B) The Cost of Repair Method and the Compounded Replacement Cost technique (CTLA 2000, 125) are replacement cost approaches to value which may also involve depreciation steps to reflect pre-casualty conditions.

C) These methods may also identify additional tree removal, site cleanup, restoration and preparation expenditures and additional maintenance expenditures and so may result in value indications which exceed the cost of the replacement tree alone. Any such excess may be related to additional damages rather than to a tree value in excess of replacement tree costs.

[xix] The replacement cost approach is classically rooted in the supply-side theory of economics which recognized only the factors of production and considered that the cost of production must equal value.

The demand-side theory of economics, by contrast, recognized utility as the factor which determines value.

Modern value theory recognizes elements of both the supply and demand-side theories and that replacement cost is one way to approach value rather than being necessarily equal to value (Smith & Belloit 1987; 22-26). In the appraisal process indications of value from various approaches are reconciled (Appr. Inst. 1993, 296) to reach an opinion of value.

[xx] To the extent allowed by the scope of the appraisal.

[xxi] E.g., the qualified opinion of a real estate appraiser or other expert, or specific benefit data from the client (CTLA 9, ¶3).

[xxii] Value in exchange, or market value, requires the economic characteristics of scarcity, utility and transferability. Value in use requires only utility and may exist in the absence of a market (Smith & Belloit 1987, 5, 23).


Bibliography


Acknowledgements and Explanations

This copyrighted article was first printed in Arboricultural Consultant (the newsletter of the American Society of Consulting Arborists) September-October, 1997, 30(5):3ff. It was reprinted (with the permission of the author who retains all rights) in 1998 and in 2000 on the Tree-Tech Consulting web site (http://www.tree-tech.com/).

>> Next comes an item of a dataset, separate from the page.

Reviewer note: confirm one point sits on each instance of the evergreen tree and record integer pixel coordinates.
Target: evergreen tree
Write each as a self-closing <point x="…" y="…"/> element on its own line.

The 1998 printing was revised to employ the (Author-Date) form of citation as set forth in the Chicago Manual of Style, 14th Edition. Formatting in this printing was revised to facilitate electronic file access and transfer, most notably: substantive note numbers are presented in hard brackets [i] rather than super-scripted. The content of text and substantive notes were unchanged from the first printing.

The content of text and substantive notes were revised in 2000 to reflect changes in methodology and terminology in the Trunk Formula Method in the 2000 Guide for Plant Appraisal, 9th Edition and to make certain terminology consistent with companion articles. Certain concepts presented in first printing of this article but not in the 8th Edition Guide (CTLA 1992) are now reflected in the 9th Edition and citations have been added.

The author is grateful to Steve Day for insightful comments on drafts of the first printing and to Russell Carlson for making the original text available to a wider, on-line audience.